Ending the story after a number of turns

Hi everyone, I’m very new to this IF stuff and struggling to get to grips with Inform 7.

I have a scene which involves a goblin running toward the player and the game will end (with the goblin killing the player) in a few turns unless the player carries out a specific action. I have tried many ways to achieve this but failed at each attempt.

The closest I’ve got is by doing something like this…

[code][Meet The Goblin scene]
During Meet The Goblin, goblin distance is a number which varies.

When Meet The Goblin begins:
let goblin distance be 30;
say "Suddenly you hear footsteps alternating clumsily between running and stumbling through the forest; twigs cracking beneath them and accompanied by a familiar congested breathing.

'The goblin!!' you anxiously mutter under your breath.";
say "Goblin distance is [goblin distance]".

Every turn during Meet The Goblin:
decrease goblin distance by 10;
say “The goblin is getting closer! [goblin distance]”;
if goblin distance is 0, end the story saying “You’re dead”.[/code]

But for some reason the “goblin distance” value seems to get reset to zero after the scene begins (you can see I’ve put in some debug code to check the distance value). So when the scene begins the line…

	say "Goblin distance is [goblin distance]".

shows “Goblin distance is 30”… as it should.

But then the line…

	say "The goblin is getting closer! [goblin distance]";

shows the goblin distance as -10… as if it has reset it to zero?!? I’m baffled by this, can anyone help explain to me what I am doing wrong?

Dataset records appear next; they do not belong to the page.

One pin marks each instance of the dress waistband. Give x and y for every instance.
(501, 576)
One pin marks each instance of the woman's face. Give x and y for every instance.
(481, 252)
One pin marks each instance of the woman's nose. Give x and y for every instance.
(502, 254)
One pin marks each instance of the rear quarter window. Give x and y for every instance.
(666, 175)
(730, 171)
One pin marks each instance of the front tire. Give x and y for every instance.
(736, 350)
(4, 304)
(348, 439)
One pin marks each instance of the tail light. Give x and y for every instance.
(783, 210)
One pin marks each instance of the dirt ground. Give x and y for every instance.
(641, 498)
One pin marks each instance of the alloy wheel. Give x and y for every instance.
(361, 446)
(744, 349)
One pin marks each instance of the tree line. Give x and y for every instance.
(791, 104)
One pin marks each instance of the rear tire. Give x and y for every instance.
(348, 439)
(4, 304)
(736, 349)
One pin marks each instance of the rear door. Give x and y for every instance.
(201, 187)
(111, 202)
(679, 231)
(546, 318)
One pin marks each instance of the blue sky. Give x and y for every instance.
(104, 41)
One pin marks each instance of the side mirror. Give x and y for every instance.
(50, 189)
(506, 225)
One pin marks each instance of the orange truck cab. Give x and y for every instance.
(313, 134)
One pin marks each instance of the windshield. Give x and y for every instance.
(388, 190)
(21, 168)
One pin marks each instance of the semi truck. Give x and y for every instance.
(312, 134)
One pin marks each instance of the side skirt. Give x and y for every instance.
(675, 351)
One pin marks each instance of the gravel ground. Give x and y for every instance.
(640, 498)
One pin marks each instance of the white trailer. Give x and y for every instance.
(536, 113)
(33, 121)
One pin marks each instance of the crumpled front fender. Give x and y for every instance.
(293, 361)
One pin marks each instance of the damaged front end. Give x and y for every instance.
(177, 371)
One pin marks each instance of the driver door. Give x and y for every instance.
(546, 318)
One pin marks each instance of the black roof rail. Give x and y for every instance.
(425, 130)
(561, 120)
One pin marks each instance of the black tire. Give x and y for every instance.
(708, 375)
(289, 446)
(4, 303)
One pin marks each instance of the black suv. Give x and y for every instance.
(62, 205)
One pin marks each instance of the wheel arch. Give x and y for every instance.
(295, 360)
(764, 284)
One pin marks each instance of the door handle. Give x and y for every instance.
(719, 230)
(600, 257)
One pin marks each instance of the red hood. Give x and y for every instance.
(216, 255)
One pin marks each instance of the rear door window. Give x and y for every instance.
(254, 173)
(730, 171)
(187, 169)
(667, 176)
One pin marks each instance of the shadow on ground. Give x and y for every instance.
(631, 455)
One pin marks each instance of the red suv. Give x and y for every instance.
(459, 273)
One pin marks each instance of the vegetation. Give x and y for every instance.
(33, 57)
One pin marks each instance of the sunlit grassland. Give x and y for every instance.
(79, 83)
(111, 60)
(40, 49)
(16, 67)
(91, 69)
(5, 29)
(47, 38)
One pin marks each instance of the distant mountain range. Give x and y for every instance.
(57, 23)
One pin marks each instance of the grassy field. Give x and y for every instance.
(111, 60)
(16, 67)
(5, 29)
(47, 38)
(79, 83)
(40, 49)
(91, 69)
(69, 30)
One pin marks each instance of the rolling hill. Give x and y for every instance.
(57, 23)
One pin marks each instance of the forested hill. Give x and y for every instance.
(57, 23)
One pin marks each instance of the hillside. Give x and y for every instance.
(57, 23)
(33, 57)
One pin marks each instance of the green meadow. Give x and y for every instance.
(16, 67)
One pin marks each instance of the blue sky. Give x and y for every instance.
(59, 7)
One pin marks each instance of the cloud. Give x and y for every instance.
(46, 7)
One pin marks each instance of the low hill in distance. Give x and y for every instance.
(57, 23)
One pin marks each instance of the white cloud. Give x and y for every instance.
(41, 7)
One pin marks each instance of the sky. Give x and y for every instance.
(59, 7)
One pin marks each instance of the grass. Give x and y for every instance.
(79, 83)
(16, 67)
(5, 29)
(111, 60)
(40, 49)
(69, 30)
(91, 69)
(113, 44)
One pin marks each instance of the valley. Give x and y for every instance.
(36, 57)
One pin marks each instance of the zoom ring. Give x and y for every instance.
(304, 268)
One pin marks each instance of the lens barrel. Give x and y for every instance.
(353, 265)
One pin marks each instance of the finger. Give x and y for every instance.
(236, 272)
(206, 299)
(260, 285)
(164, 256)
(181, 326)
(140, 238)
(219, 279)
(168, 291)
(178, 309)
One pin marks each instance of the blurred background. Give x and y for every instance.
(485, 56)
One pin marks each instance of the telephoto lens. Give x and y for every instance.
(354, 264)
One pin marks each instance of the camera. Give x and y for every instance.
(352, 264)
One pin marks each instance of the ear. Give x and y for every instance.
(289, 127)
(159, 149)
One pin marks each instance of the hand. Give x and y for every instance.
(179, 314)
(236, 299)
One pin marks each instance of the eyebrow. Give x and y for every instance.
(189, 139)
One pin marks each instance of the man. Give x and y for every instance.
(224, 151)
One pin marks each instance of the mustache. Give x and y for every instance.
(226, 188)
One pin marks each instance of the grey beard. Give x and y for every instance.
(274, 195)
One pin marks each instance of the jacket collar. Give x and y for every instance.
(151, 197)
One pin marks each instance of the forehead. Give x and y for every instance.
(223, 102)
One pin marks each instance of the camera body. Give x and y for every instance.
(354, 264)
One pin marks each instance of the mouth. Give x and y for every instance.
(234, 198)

Your assistance is greatly appreciated.
:slight_smile:

I find there’s always usually an easier way to do some things. What about this?

every turn while in the location: if the player has been in the location for exactly 10 turns: end the game in death.

Of course, you’d add descriptive text into this.

Then, you add the warnings with stuff like:

every turn while in the location: say "[one of]The goblin's getting closer.[or]etc.[or]etc[or]He has reached you![stopping]"

And just make sure your timing with the first part fits the descriptions of the 2nd part.

There are other ways to do it, but the problem with the way you tried is that you said ‘let’, which creates a temporary variable. You want a global variable, which you set using ‘now’. Replace ‘let’ with ‘now’ and see what happens.

Also, this line: ‘During scene, suchandsuch is a number which varies.’ - that’s actually creating a variable called ‘During scene, suchandsuch’. It compiles because ‘suchandsuch’ is an unambiguous reference to that variable. You can tuck a variable away on the scene object easily enough, but that’s not the way to do so.

Wow! Brilliant replies. Thank you so much!

I shall try both methods before opting which one to go for.